# Flamingo this time of year



## Nattybluedread (Dec 12, 2021)

I’ve only fished there a handful of times years ago. Heading down at the end of the week. What’s my best bet, outside flats and shorelines or backcountry? Primarily fly but bringing spin rods as well.


----------



## ShallowTails (2 mo ago)

You can't go wrong on either side, but I would say Florida Bay has been good. Figure out the tides and find the mullet.
Good luck.


----------



## Gheenoeman52 (2 mo ago)

Bring lots of insect repellent. 
it’s where the army goes to test theirs!


----------



## saafrican (Jul 2, 2016)

I used to kayak fish there a few years ago . A park ranger when asked where was the best place to fish . Said the oyster beds south of Smallwoods ,on the main land and the the mangroves. What about all the canals deep in the mangroves we asked . Nope off small woods and the mangroves. So that's where we fished . Just passing on some local knowledge


----------



## saafrican (Jul 2, 2016)

Opps sorry Was referring to Chokolskee But Everglades city , Flamingo as you come out of the visitors center turn left and stay close to the shore heading to Joe Kemp Key and Christian point . Fish that area and deeper into Snake Bight Chanel . You dont say what boat you have , and how shallow you can go . BEWARE on an out going tide you dont get trapped on sandbank . THE MUD IS VERY VERY SOFT and dont try and push your boat . If you go right to MICMAC lagoon and INGRAM lake be aware of big alligators and sharks . That area is call JURASIC PARK for a reason .


----------



## saafrican (Jul 2, 2016)

If you operate a motorized vessel in the park you will need an EVERGLADES NATIONAL PARK BOATER CERTFICATE that you can do on one .


----------



## Nattybluedread (Dec 12, 2021)

I know all about the mud 😂. I have a Gheenoe with a 9.9 and a trolling motor. The tide will be rising all morning with high around 1pm, which is why I chose this day. I have the boaters certificate. I’ve been busting my ass all year so this is a break from the rat-race, any fish is a bonus.


----------



## lemaymiami (Feb 9, 2007)

Right now there's a ton of freshwater up inside.. so Florida Bay and its islands are a great bet and right next to Flamingo. If you can make the long run out to the gulf coast.... from Cape Sable northwards - the fall bait run is in full swing - and everything is chewing along most shorelines, creek, and river mouths... This weekend upcoming you'll have an incoming tide until just after 12 noon at the mouth of the Shark River (an hour later on Sunday). The low at Flamingo is 9:40 in the morning on Saturday... Good luck - I'll be out of Flamingo on Thursday then over at Everglades City on Saturday... been keeping busy...


----------



## Nattybluedread (Dec 12, 2021)

Thanks Bob


----------



## DBStoots (Jul 9, 2011)

ShallowTails said:


> You can't go wrong on either side, but I would say Florida Bay has been good. Figure out the tides and find the mullet.
> Good luck.


Raul, how's the algae bloom? It had started moving west before Ian, but I understand it's bad back to the East again. Have you been able to find clean water?


----------



## Fernando Perez (May 7, 2021)

DBStoots said:


> Raul, how's the algae bloom? It had started moving west before Ian, but I understand it's bad back to the East again. Have you been able to find clean water?
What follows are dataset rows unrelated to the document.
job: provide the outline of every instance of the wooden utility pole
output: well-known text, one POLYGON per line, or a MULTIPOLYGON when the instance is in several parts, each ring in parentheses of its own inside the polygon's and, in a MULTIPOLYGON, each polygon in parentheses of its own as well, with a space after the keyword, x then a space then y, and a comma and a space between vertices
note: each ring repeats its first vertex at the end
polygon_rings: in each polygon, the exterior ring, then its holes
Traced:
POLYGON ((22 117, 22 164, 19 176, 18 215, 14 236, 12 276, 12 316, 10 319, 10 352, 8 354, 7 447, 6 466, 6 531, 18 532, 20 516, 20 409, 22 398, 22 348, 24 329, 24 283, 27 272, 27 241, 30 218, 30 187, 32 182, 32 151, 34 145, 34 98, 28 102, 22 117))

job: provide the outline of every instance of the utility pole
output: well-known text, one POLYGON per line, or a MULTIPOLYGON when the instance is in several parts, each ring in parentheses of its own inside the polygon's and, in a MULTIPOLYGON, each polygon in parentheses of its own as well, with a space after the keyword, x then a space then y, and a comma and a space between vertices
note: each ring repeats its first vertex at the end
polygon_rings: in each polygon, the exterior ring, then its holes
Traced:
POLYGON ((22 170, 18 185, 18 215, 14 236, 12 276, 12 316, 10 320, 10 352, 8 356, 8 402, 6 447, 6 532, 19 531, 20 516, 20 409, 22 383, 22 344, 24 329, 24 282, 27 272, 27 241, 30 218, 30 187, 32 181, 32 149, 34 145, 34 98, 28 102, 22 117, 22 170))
I was at flamingo about 2 weeks ago and the water was pretty clear even near flamingo. I was also trying out new areas I had never been to on the east side of whipray basin and I ran into a flat where the grass was covered in some type of red algae. I’m no scientist but it didn’t look healthy.


----------



## DBStoots (Jul 9, 2011)

Fernando Perez said:


> I was at flamingo about 2 weeks ago and the water was pretty clear even near flamingo. I was also trying out new areas I had never been to on the east side of whipray basin and I ran into a flat where the grass was covered in some type of red algae. I’m no scientist but it didn’t look healthy.


Thanks, Raul. It had been just the opposite before Ian


----------



## ShallowTails (2 mo ago)

DBStoots said:


> Raul, how's the algae bloom? It had started moving west before Ian, but I understand it's bad back to the East again. Have you been able to find clean water?


Most of the flats out front of Flamingo have cleaned up, and almost to clear. Most of the algae that I was seeing was more towards Twin Key, Barns and Rabbit, that has cleared up as well in so some areas, except it bounces from one basin to the next. 
East of Flamingo has some dirty/stained water, allot of it has to due with the amount of fresh water pumping out of the creeks.


----------



## Nattybluedread (Dec 12, 2021)

I wasn’t able to go when I planned, now going later this month. Instead of an AirBNB outside the park, I’m considering one of the Eco Tents at Flamingo. Has anyone stayed in one and care to share your experience? It would be nice not having to schlep all my camping gear and have an actual bed.


----------